David Zwirner donne à voir un autre pilier de la peinture américaine, Josef Albers, qu’il représente depuis cette année. Ses œuvres côtoient d’autres pièces historiques d’exception de l’abstraction américaines des années 1950 signées Ad Reinhardt et Sam Francis, ainsi qu’une photographie d’une fenêtre ouverte sur une vue bouchée par un immense arbre de Wolfgang Tillmans (à l’honneur à la Fondation Beyeler) ou une peinture inédite du Belge Luc Tuymans. Les galeristes Simon Lee et Emmanuel Perrotin se sont associés pour montrer sur deux étages des œuvres de l’abstraction gestuelle des années 1980 d’Hans Hartung.
D’autres pépites historiques sont à glaner ici et là. Deux portraits magistraux de la première moitié du XXe siècle cherchent acquéreur à la Galerie St. Etienne (New York). Un portrait monumental de l’interprète de Strauss Elisabeth Stüntzer, peint par Otto Dix, et, par Max Beckmann, le Portrait d’Irma Simon (1924), laquelle dut émigrer aux États-Unis, exposé cette année au Metropolitan Museum à New York. Ce portrait, présent sur le marché pour la première fois, était resté dans le cercle familial. La Galerie 1900-2000 (Paris) présente de son côté cinq œuvres modernes majeures dans une mise en scène inspirée de leur accrochage in situ, d’après une reproduction photographique d’époque. C’est le cas du splendide portrait de Dora Maar par Picasso (1939) qui trôna dans l’atelier d’André Breton ou d’un dessin de Duchamp issu de l’appartement du mécène américain Walter Arensberg.
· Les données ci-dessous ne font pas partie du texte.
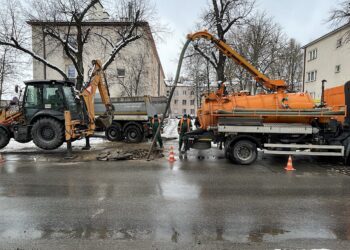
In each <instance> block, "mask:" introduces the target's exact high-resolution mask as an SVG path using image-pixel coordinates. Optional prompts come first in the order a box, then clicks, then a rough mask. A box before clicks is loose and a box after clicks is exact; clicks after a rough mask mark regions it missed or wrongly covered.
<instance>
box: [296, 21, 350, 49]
mask: <svg viewBox="0 0 350 250" xmlns="http://www.w3.org/2000/svg"><path fill="white" fill-rule="evenodd" d="M349 27H350V23H347V24H345V25H343V26H340V27H339V28H337V29H335V30H332V31H331V32H329V33H327V34H325V35H323V36H321V37H319V38H317V39H316V40H313V41H312V42H310V43H308V44H306V45H304V46H303V47H302V49H305V48H307V47H310V46H311V45H314V44H315V43H318V42H319V41H322V40H324V39H326V38H328V37H330V36H332V35H334V34H336V33H338V32H340V31H342V30H344V29H346V28H349Z"/></svg>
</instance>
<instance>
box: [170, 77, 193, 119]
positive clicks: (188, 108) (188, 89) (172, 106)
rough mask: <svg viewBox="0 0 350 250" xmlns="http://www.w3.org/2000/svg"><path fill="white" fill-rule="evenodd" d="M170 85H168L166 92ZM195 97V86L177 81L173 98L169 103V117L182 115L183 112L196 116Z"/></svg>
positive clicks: (179, 116)
mask: <svg viewBox="0 0 350 250" xmlns="http://www.w3.org/2000/svg"><path fill="white" fill-rule="evenodd" d="M170 90H171V85H170V84H169V85H168V94H169V93H170ZM197 108H198V106H197V99H196V93H195V88H194V86H193V85H190V84H184V83H178V84H177V87H176V89H175V92H174V95H173V98H172V100H171V103H170V117H171V118H176V117H182V116H183V115H184V114H187V115H191V117H196V115H197Z"/></svg>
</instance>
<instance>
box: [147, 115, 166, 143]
mask: <svg viewBox="0 0 350 250" xmlns="http://www.w3.org/2000/svg"><path fill="white" fill-rule="evenodd" d="M150 124H151V127H152V137H153V138H154V136H155V135H156V133H157V129H158V127H159V125H160V120H159V118H158V115H154V117H153V118H152V119H151V121H150ZM160 134H161V133H159V134H158V136H157V142H158V144H159V147H160V148H163V141H162V136H161V135H160Z"/></svg>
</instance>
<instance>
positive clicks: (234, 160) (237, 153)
mask: <svg viewBox="0 0 350 250" xmlns="http://www.w3.org/2000/svg"><path fill="white" fill-rule="evenodd" d="M232 156H233V157H232V158H233V159H232V160H234V161H235V162H236V163H238V164H241V165H250V164H252V163H253V162H255V161H256V158H257V157H258V151H257V148H256V144H255V143H254V142H251V141H248V140H242V141H238V142H236V143H235V145H234V146H233V148H232Z"/></svg>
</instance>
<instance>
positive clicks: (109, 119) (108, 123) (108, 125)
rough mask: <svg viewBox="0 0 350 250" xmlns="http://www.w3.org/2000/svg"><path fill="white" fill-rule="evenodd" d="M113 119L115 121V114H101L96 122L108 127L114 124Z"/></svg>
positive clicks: (97, 125) (104, 126)
mask: <svg viewBox="0 0 350 250" xmlns="http://www.w3.org/2000/svg"><path fill="white" fill-rule="evenodd" d="M112 121H113V116H111V115H101V116H99V117H97V118H96V120H95V124H96V126H97V127H99V128H104V129H106V128H108V127H109V126H111V125H112Z"/></svg>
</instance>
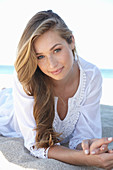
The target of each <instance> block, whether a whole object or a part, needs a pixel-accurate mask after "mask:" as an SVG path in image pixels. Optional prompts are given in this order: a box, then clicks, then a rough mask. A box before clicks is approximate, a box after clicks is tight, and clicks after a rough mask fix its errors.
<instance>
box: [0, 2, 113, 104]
mask: <svg viewBox="0 0 113 170" xmlns="http://www.w3.org/2000/svg"><path fill="white" fill-rule="evenodd" d="M48 9H52V10H53V11H54V12H56V13H58V14H59V15H60V16H61V17H62V18H63V19H64V21H65V22H66V24H67V25H68V26H69V28H70V29H71V30H72V31H73V34H74V36H75V41H76V47H77V51H78V54H79V56H81V57H82V58H84V59H85V60H87V61H89V62H92V63H94V64H96V65H97V66H98V67H99V68H100V70H101V73H102V76H103V78H104V79H106V83H107V85H106V87H105V88H106V95H107V98H109V95H110V94H111V89H110V88H111V85H112V87H113V84H112V83H113V0H0V76H1V77H2V76H3V77H4V76H5V75H6V74H8V75H9V74H12V72H13V64H14V61H15V59H16V49H17V45H18V42H19V39H20V37H21V34H22V32H23V30H24V28H25V26H26V24H27V22H28V21H29V19H30V18H31V17H32V16H33V15H34V14H35V13H36V12H38V11H41V10H48ZM3 74H4V75H3ZM0 80H1V81H2V78H1V79H0ZM109 80H112V81H110V82H109ZM1 81H0V83H2V84H3V82H1ZM104 85H105V83H104ZM108 85H109V87H108ZM112 94H113V90H112ZM112 96H113V95H112ZM109 100H110V103H113V97H112V100H111V97H110V99H109ZM109 100H108V102H107V103H109Z"/></svg>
Chez Applicat-Prazan (Paris), on découvre une peinture de Fautrier, Les Pommes, précurseur des « Otages ». Réalisée en 1940 et 1943, elle a pris place dans les rétrospectives consacrées à l’artiste. On trouve aussi une très rare toile d’Otto Freundlich qui bénéficie d’une rétrospective au Kunstmuseum de Bâle. Michael Werner confronte des œuvres de jeunesse de deux monstres de la peinture allemande, A.R. Penck (artiste récemment disparu) et Markus Lüpertz. Enfin, La Galerie Lahumière (Paris) rend hommage à Gottfried Honegger, avec un grand triptyque des années 1970 et de très belles sculptures.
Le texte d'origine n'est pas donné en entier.